Excertos literários da minha vida (19)


                                                                                          

"Só agora Clarissa percebe que se afastou tanto da tia que quase se vai perdendo no meio do povo. D. Zina dá o braço à sobrinha. Um de luto tristonho, gravata e chapéu preto. Nem bonito, nem feio. Outro de branco, gravata-musgo, chapéu de palhinha. Sorrindo. Quase bonito. Mais adiante outro, alto magro, olhos impertinentes, sorriso de pouco caso. Seria bonito de não fosse esse ar cínico. E que engraçado é aquele sujeito baixote, grosso, de óculos de aros de tartaruga, narizinho esborrachado, charuto no canto da boca.
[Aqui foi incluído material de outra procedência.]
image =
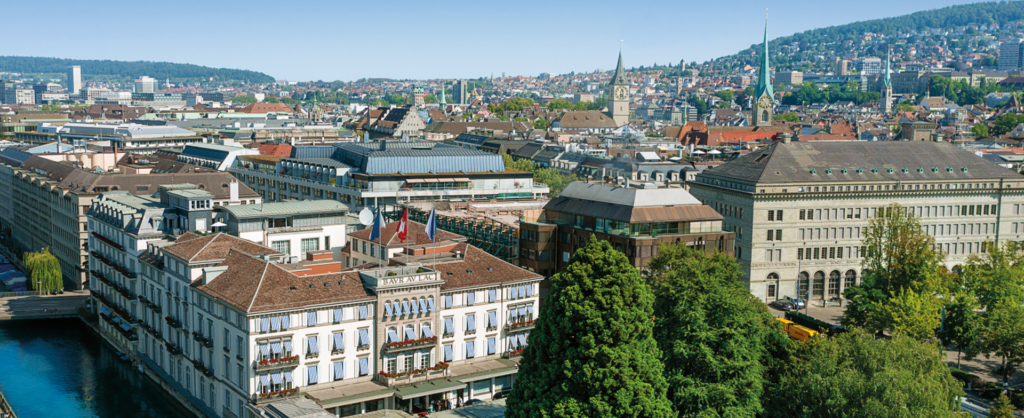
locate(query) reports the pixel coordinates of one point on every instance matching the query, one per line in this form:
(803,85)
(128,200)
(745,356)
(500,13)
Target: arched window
(803,285)
(834,283)
(818,287)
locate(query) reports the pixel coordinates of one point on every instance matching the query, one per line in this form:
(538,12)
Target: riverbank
(58,368)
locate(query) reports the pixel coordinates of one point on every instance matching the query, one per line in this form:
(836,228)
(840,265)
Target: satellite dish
(366,216)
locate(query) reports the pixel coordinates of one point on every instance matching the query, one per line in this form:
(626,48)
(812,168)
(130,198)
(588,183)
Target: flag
(375,232)
(403,225)
(432,225)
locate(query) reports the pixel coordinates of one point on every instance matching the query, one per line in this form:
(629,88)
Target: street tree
(856,375)
(715,337)
(43,270)
(593,353)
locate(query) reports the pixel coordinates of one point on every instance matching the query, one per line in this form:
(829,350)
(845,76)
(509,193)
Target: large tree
(856,375)
(715,336)
(43,270)
(898,255)
(593,353)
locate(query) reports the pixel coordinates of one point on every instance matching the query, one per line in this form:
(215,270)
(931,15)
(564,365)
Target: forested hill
(105,69)
(913,30)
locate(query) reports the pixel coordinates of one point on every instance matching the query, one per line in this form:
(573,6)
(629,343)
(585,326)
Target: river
(59,368)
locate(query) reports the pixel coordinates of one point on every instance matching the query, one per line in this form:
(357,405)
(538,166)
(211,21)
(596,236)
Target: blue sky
(345,40)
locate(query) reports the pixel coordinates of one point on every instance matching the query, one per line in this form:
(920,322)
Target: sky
(302,40)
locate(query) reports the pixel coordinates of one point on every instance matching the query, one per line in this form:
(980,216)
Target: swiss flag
(403,225)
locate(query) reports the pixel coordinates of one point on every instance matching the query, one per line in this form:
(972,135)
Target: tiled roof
(214,247)
(254,285)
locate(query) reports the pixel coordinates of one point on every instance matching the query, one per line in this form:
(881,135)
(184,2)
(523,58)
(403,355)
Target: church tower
(764,107)
(887,88)
(619,106)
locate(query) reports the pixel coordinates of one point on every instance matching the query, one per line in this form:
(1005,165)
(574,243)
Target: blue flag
(432,225)
(375,232)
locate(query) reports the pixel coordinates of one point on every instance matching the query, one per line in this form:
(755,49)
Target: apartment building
(385,173)
(50,201)
(635,221)
(235,327)
(291,227)
(801,210)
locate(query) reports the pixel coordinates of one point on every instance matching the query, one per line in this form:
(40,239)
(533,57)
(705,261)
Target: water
(59,368)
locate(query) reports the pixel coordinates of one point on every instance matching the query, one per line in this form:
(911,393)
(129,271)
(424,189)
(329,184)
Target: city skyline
(343,48)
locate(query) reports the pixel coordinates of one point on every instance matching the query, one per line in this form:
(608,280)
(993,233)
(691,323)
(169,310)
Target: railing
(520,326)
(409,344)
(276,363)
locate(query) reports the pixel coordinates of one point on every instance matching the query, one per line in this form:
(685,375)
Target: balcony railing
(520,326)
(409,344)
(272,364)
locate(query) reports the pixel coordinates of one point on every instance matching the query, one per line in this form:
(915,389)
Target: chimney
(209,274)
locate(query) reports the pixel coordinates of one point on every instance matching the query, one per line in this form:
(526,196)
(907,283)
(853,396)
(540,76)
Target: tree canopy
(592,353)
(716,338)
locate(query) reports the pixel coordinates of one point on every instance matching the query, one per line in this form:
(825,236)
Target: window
(282,246)
(310,244)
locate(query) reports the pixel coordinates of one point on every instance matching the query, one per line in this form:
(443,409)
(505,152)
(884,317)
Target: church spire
(764,78)
(888,80)
(620,76)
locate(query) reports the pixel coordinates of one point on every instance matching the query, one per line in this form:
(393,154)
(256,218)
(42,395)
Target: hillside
(105,69)
(944,33)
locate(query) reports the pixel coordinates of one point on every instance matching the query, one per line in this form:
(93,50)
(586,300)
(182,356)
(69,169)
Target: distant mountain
(105,69)
(932,34)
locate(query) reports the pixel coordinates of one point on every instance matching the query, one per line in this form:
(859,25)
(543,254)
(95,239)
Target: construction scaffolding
(499,240)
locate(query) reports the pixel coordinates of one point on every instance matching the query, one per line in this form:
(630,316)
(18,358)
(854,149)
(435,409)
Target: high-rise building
(620,87)
(1011,54)
(145,85)
(74,79)
(765,106)
(869,67)
(459,92)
Que ridículo!
-Clarissa, não olhe tanto prós rapazes. Cuidado, já estás ficando moça...
A voz da Tia Zina é severa. Clarissa faz uma careta de desagrado.
-Eu mal estou vendo os rapazes...
Mal? Quê! Ela tem um jeito de olhar, um jeito furtivo, dissimulado, assim de quem não está interessada...
Mas na verdade, enxerga tudo muito bem. Chega a notar até certa as particularidades: a corrente do relógio, a cor da gravata, da bengala e até dos olhos. Que mal há em olhar? Para que foi que Deus nos deu os olhos? Para olhar, naturalmente. Logo: olhar não é pecado."

«Clarissa». Erico Veríssimo. Livros do Brasil.